If you care anything about the NBA, you can't like what's going on in Charlotte.

Just a few years ago, the Hornets were a thriving franchise. For eight of their first nine seasons they led the NBA in attendance. Their 23,000-seat arena was packed as folks came out in droves to watch young stars like Alonzo Mourning and Larry Johnson.

But everything went sour when it became obvious that fans had far more commitment to the team than ownership.

Tight-fisted Hornets management allowed good player after good player to depart via free agency, refusing to spend anymore money on payroll than was absolutely necessary.

These were guys in it not to win, but to squeeze every dollar possible out of the operation.

Once fans realized what owners George Shinn and Ray Woolridge were up to, once they realized there was little desire to do anything more than just make the playoffs — if that — they started losing interest.

The next thing fans knew, the owners had the gall to ask them for — via the ballot box — a $200-million outlay of tax dollars for a new arena.

The "old" arena, which opened in 1988, didn't have enough luxury boxes, the owners moaned. Take a flying leap, voters responded.

So now Shinn and Woolridge are packing their bags and heading to New Orleans, which makes only slightly more sense than moving to, say, Kabul.

New Orleans had an NBA team once. They were called the Jazz, although few people in New Orleans remember this fact, since even fewer of them actually saw the team play.

In five seasons in Louisiana, the Jazz never once had a sellout. Their first season, they drew fewer than 5,000 fans per game.

New Orleans fails in other comparisons to Charlotte, too. The Big Easy is the nation's 43rd largest TV market, which would make it the NBA's smallest. Charlotte is 27th.
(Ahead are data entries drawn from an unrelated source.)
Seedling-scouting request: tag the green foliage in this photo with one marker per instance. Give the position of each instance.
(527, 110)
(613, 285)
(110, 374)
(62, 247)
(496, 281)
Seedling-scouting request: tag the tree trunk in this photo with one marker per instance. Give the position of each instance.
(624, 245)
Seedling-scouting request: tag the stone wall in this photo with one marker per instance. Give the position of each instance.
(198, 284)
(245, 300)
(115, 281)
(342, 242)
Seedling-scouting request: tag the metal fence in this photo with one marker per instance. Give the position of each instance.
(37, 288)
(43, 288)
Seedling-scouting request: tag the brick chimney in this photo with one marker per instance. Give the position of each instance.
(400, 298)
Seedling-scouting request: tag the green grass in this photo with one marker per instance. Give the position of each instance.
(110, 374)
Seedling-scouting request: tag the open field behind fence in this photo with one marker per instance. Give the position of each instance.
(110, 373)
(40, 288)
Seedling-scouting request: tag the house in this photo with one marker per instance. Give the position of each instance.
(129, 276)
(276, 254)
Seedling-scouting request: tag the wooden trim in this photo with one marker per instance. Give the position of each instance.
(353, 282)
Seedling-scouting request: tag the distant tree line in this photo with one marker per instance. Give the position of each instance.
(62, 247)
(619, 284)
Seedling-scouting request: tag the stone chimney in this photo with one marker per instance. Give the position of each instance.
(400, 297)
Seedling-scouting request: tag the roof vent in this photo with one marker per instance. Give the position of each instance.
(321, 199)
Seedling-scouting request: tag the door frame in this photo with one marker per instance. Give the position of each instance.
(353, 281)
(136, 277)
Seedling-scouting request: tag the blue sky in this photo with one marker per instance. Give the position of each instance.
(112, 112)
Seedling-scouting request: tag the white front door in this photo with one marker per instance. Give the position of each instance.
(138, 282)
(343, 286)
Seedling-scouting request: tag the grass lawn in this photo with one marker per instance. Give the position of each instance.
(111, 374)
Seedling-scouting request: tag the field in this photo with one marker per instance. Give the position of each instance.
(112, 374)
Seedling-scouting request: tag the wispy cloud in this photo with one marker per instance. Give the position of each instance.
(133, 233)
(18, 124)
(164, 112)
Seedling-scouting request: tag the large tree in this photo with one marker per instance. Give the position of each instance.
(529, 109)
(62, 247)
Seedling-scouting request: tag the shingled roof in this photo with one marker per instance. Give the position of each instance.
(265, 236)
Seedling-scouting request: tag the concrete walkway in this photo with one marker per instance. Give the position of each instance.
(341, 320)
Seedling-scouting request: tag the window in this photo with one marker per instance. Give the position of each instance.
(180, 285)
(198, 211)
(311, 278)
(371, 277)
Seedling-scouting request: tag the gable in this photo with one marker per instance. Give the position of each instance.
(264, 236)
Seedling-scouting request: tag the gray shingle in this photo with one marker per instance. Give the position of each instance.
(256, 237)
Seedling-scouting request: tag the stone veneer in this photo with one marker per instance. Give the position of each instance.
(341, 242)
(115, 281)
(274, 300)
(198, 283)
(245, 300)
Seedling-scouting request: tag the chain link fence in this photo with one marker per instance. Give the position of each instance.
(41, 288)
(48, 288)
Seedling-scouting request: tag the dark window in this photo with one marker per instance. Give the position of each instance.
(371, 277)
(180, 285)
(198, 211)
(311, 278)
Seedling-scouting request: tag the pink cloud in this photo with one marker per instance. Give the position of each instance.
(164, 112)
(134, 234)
New Orleans' median household income is $38,800, Charlotte's is $51,000. New Orleans has little corporate base.

A former general manager of the Hornets, Carl Scheer, told the Winston-Salem Journal, "I know New Orleans . . . and New Orleans can't support professional basketball. I don't care how many guaranteed dollars they put up, you can't make people attend games."
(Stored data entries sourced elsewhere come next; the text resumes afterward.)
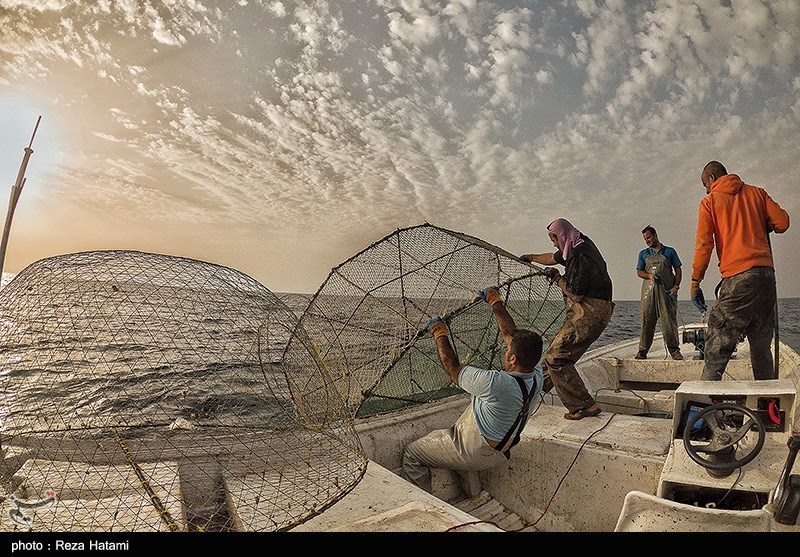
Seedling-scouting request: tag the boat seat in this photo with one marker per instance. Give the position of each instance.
(643, 512)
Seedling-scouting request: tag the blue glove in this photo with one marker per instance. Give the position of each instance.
(490, 295)
(698, 299)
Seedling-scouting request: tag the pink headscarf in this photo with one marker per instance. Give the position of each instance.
(567, 235)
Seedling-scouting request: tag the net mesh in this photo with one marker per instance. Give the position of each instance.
(143, 392)
(368, 317)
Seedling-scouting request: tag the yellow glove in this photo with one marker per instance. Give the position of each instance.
(436, 327)
(490, 295)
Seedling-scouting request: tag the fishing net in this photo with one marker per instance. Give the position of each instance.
(143, 392)
(368, 318)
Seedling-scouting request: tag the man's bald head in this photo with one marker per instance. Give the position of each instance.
(711, 172)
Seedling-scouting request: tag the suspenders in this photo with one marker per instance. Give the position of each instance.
(519, 423)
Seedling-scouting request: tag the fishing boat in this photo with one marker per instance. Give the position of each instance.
(145, 392)
(668, 453)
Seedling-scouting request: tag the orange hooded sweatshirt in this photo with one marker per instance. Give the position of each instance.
(736, 217)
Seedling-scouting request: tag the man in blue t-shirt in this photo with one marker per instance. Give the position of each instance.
(483, 435)
(660, 268)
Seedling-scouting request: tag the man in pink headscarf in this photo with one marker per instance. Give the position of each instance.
(586, 287)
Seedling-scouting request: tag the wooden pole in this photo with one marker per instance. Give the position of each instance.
(16, 190)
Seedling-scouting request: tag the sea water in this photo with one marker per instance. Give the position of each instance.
(626, 322)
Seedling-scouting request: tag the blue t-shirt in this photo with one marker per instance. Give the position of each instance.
(666, 251)
(496, 397)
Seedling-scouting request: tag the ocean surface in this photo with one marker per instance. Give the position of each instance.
(626, 321)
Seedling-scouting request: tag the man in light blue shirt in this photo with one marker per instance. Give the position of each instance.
(659, 267)
(483, 435)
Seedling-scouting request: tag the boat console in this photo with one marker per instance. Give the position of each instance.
(729, 465)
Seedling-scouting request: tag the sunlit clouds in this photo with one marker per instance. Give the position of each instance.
(280, 138)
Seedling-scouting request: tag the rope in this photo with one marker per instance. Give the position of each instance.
(166, 518)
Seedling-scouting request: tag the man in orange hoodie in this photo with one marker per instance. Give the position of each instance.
(737, 218)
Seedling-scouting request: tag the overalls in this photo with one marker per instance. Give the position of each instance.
(656, 303)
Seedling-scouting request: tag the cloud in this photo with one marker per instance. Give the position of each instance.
(334, 122)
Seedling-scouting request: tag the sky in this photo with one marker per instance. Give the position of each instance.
(280, 138)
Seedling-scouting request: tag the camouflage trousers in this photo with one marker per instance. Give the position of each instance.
(583, 324)
(745, 308)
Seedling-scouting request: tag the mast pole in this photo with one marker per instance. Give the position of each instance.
(16, 190)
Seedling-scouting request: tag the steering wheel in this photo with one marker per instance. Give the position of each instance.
(725, 424)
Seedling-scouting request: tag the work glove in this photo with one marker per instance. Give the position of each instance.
(490, 295)
(436, 327)
(696, 294)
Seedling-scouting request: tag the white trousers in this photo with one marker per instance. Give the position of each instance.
(460, 447)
The good folks of Louisiana are saying they can do exactly that, however. They've offered all sorts of financial inducements to the Hornets, and they already have a 17,500-seat arena, complete with suites.

NBA commissioner David Stern has always been a believer that communities need to support their teams when it becomes obvious a new arena is required. But he also apparently recognizes that New Orleans is not an entirely appealing option.

"It seems that in the absence of some groundswell that doesn't seem to be gathering, Charlotte and the NBA are going to suffer mutual losses," he said.

But this doesn't have to be. The problem in Charlotte isn't the fans, or the arena. It's the owners.

Last season, the Hornets still ranked 21st of 29 teams in attendance. In the playoffs, only three of 16 teams had better average turnouts.

That's impressive support for a franchise that hasn't done much to deserve it.

Clearly, fans in Charlotte—who held a ticker-tape parade attended by 50,000 people when they were awarded a franchise in 1987—want a reason to go to the arena, and it's not about luxury suites or club seats.

It's about feeling the franchise is as loyal to them as they've been to it.

Charlotte's move eventually has to be approved by a vote of team owners. The best thing they could do is offer the Hornets' carpetbagging owners a resounding "No."